Start the FastAPI server from the dataverse_backend directory:

cd dataverse_backend
python -m uvicorn app.main:app --reload --host 127.0.0.1 --port 8000

Or run directly from the workspace root directory:

python -m uvicorn app.main:app --reload --app-dir dataverse_backend --host 127.0.0.1 --port 8000

API Endpoints

The frontend uses the session-based API flow:

GET /health/live - backend liveness check.
GET /api/health - API health check.
POST /api/sessions - create a chat session.
POST /api/sessions/{session_id}/datasets/upload?auto_analyze=true - upload a dataset into the session.
POST /api/sessions/{session_id}/analyze - run full analysis for a session dataset.
POST /api/sessions/{session_id}/messages - ask follow-up questions using content and dataset_id.
GET /api/sessions/{session_id} - load messages, datasets, agent runs, and reports.
GET /api/datasets - list recent datasets for the current workspace.

Testing with Curl

1. Create a Session

curl.exe -X POST http://localhost:8000/api/sessions `
  -H "Content-Type: application/json" `
  -d "{\"title\":\"New Chat\"}"

2. Upload and Auto-Analyze a Dataset

curl.exe -X POST "http://localhost:8000/api/sessions/YOUR_SESSION_ID/datasets/upload?auto_analyze=true" `
  -F "file=@sample_sales.csv"

3. Ask a Follow-Up Question

curl.exe -X POST http://localhost:8000/api/sessions/YOUR_SESSION_ID/messages `
  -H "Content-Type: application/json" `
  -d "{\"content\":\"examine it\",\"dataset_id\":\"YOUR_DATASET_ID\"}"

Expected Response Shapes

POST `/api/analyze/upload` Response

{
  "session_id": "0bde26cd-21cd-413b-bf64-b968ee631007",
  "filename": "sample_sales.csv",
  "dataset_profile": {
    "row_count": 40,
    "column_count": 6,
    "columns": ["date", "product", "category", "quantity", "revenue", "cost"],
    "dtypes": {"date": "object", "product": "object", "category": "object", "quantity": "int64", "revenue": "int64", "cost": "int64"}
  },
  "data_quality": {
    "data_quality_score": 1.0,
    "missing_cells": 0,
    "duplicate_rows": 0,
    "warnings": []
  },
  "semantic_map": {
    "dataset_type": "transaction_ledger",
    "column_roles": {
      "date": "timestamp",
      "product": "category",
      "category": "category",
      "quantity": "quantity",
      "revenue": "revenue",
      "cost": "cost"
    }
  },
  "business_metrics": {
    "total_revenue": 21630,
    "total_profit": 11330,
    "gross_margin": 0.5238
  },
  "query_answer": {
    "answer": "Dataset uploaded and analyzed.",
    "facts": {}
  },
  "eda": {
    "summary": {
      "quantity": {"mean": 6.8, "min": 2, "max": 15},
      "revenue": {"mean": 472.5, "min": 100, "max": 1200}
    }
  },
  "trends": {
    "series": [
      {"value_column": "revenue", "direction": "upward", "slope": 3.4}
    ]
  },
  "correlations": {
    "strong_pairs": [
      {"column_a": "quantity", "column_b": "revenue", "correlation": 0.98}
    ]
  },
  "outliers": {
    "total_outlier_cells": 0
  },
  "prediction": {
    "status": "complete",
    "task_type": "regression",
    "target_column": "revenue",
    "selected_model": "Ridge",
    "test_metrics": {"rmse": 12.34, "r2": 0.99},
    "predictions_sample": []
  },
  "xai": {
    "status": "complete",
    "plain_english_explanation": "Quantity is the strongest driver of Revenue..."
  },
  "charts": [
    {"type": "line", "title": "Sales revenue by month", "x": "period", "y": "sales_revenue", "data": []}
  ],
  "executive_summary": "Dataset contains 40 rows.

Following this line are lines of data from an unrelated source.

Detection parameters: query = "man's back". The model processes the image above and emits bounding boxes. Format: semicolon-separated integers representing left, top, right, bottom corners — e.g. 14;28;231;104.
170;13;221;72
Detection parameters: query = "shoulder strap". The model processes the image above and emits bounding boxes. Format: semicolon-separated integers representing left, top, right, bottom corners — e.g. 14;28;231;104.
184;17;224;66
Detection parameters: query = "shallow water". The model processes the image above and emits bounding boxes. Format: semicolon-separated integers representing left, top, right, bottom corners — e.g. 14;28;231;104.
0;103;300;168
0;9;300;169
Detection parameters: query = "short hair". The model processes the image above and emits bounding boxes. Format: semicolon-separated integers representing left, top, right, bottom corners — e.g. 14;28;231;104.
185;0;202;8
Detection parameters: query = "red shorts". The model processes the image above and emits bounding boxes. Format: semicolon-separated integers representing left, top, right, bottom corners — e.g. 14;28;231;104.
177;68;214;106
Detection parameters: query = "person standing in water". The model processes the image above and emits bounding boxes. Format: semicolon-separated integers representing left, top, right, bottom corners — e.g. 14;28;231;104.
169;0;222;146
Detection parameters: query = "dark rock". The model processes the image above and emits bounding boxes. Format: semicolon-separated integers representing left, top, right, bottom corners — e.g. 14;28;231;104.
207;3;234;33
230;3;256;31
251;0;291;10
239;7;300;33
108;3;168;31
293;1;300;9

Total revenue is 21630...",
  "key_insights": [
    "Dataset contains 40 rows and 6 columns.",
    "Total revenue is 21630."
  ],
  "recommendations": [
    "Review missing values before operational decisions."
  ],
  "warnings": [],
  "next_questions": [
    "Which target column should be optimized next?"
  ]
}

Verification Tests

Run the full end-to-end test suite:

cd dataverse_backend
..\.venv\Scripts\python -m pytest -v tests/test_mvp_e2e.py

All 10 test scenarios are validated and pass successfully in the local execution context.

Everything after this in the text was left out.